I am running CentOS-3 as a desktop distribution. Everything is fine except for Idle, the integrated development environment that comes with Python. Python is version 2.2, but Idle is version 0.8. The Idle 0.8 keyboard is driving me nuts.
On my Windows box, I downloaded from www.python.org and installed Python, and got Python 2.3 and Idle 1.0.8, which is MUCH BETTER -- so much better, even for code intended to be run only in Linux, I would much rather code Python in Windows!
Fedora comes with Python 2.3.
I have my own CentOS mirror, so I added a fedora mirror on the side, and I used rsync to grab only the python files from fedora mirrors.
I ran yum check-update. As a result, yum downloaded all the headers and reported no problems.
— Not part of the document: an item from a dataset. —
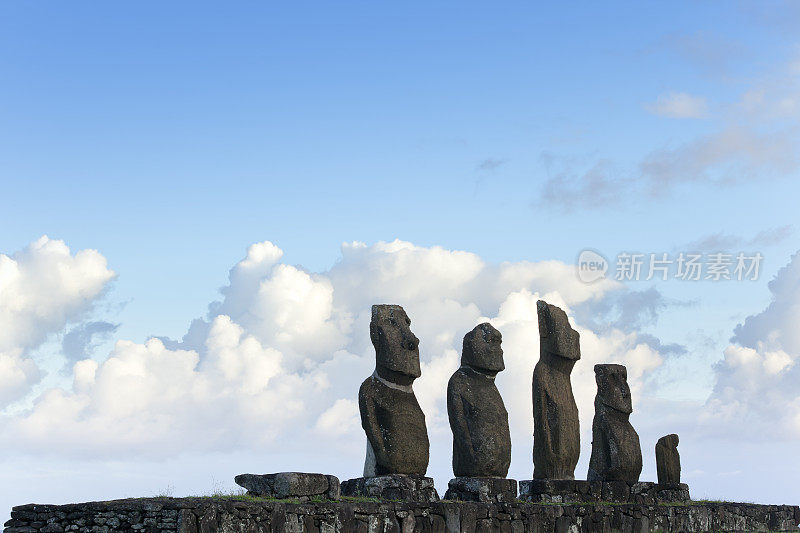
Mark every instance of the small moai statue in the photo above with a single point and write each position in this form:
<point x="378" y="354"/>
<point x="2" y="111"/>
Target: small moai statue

But when I ran yum update, yum balked, giving a list of packages that are dependent on python2.2, "that is not available". The packages listed are:
authconfig-gtk comps-extras firstboot redhat-config-date redhat-config-keyboard redhat-config-kickstartrhpl redhat-config-language redhat-config-mouse redhat-config-nfs redhat-config-rootpassword redhat-config-samba redhat-config-securitylevel redhat-config-soundcardredhat-config-users redhat-config-xfree86
When I wrote to the yum mailing list, I put in:
"Unless Python 2.3 breaks those packages (which I think is unlikely), I thought I should be able to upgrade Python to a newer version without this kind of objection."
Seth wrote back that python 2.3 would break some of the packages, aparently because the packages have hardcoded paths, and the change of location from /usr/lib/python2.2 to /usr/lib/python2.3 would break some.
One possible work around would be to grab the packages on the above list from fedora in addition to just the python packages, but I would consider that a last resort.
One off the wall idea is to install python 2.3, but leave python 2.2 there for the packages with hardcoded paths. (I am not sure whether yum would cooperate on this plan.)
Is there a cleaner solution to this problem?
You'd be better off leaving python 2.2 alone and install python 2.3 in a different dir and using it for your devel work.
Modifying a basic and important interpreter like python (esp for red hat-based systems) is generally a bad idea.
It'd be like deciding to replace glibc in centos with glibc from fedora core 3.